The pentaprism hump is of the size you would expect at this date – this is from just before Olympus rewrote the book with their OM series of cameras. On the left of the pentaprism hump is a pair of PC connectors for flash. One is marked X for electronic flash and must be used at 1/125 seconds or slower – this is marked on the shutter speed selector. The other PC connector is marked with a white M and is for flash bulbs – bulbs can be used at any shutter speed.
On the front of the top plate is a pair of strap lugs. One of these is completely worn through so I can no longer attach a strap to the camera.
As always, the front of the camera is dominated by the lens mount. This is the M42 mount introduced by East German Zeiss Ikon in 1949. It is also known as the Praktica mount and Pentax mount as these two companies made the use of the M42 mount very common. I cannot comment on the lens as none was supplied. The manual (downloadable here) says that it was a Cosina brand Cosinon 50 mm lens. When focusing the lens (any M42 lens will fit) the only focus aid is a disc of micro-prisms in the centre which acts as a whole series off split-image centres – the first time I have seen this effect. It works very well.

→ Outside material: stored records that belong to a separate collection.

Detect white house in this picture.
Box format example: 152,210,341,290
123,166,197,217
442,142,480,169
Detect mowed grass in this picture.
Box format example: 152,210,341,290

On the right of the lens mount is a self-timer lever. This is activated by turning the lever anticlockwise. When you press the shutter release, the mirror is raised immediately and the shutter fires after 11 seconds. I expect that this delay would have been 8 seconds when new as this is the usual delay. If you do not turn the setting lever as far as it can go, you get proportionally shorter delays.
The baseplate of the camera has four times on it. Starting on the left is the lever to open the back. This is recessed and meeds to be turned through about 45° in the direction of the marked arrow. Next to this is the battery compartment which is designed to take one 675 type button cell. Just behind the lens is the tripod boss. This is, as you would expect, a 1/4 inch UNC thread.Towards the other end of the base plate is the button to allow the film to be rewound. This is well designed and does not need to be held in while rewinding which makes life much easier than with other cameras.
Inside, this camera is entirely standard. Being Japanese, the camera needs foam light seals around the back and these are seriously perished. I doubt the designers expected the camera to still be used after nearly 50 years after manufacture so this is not really a criticism.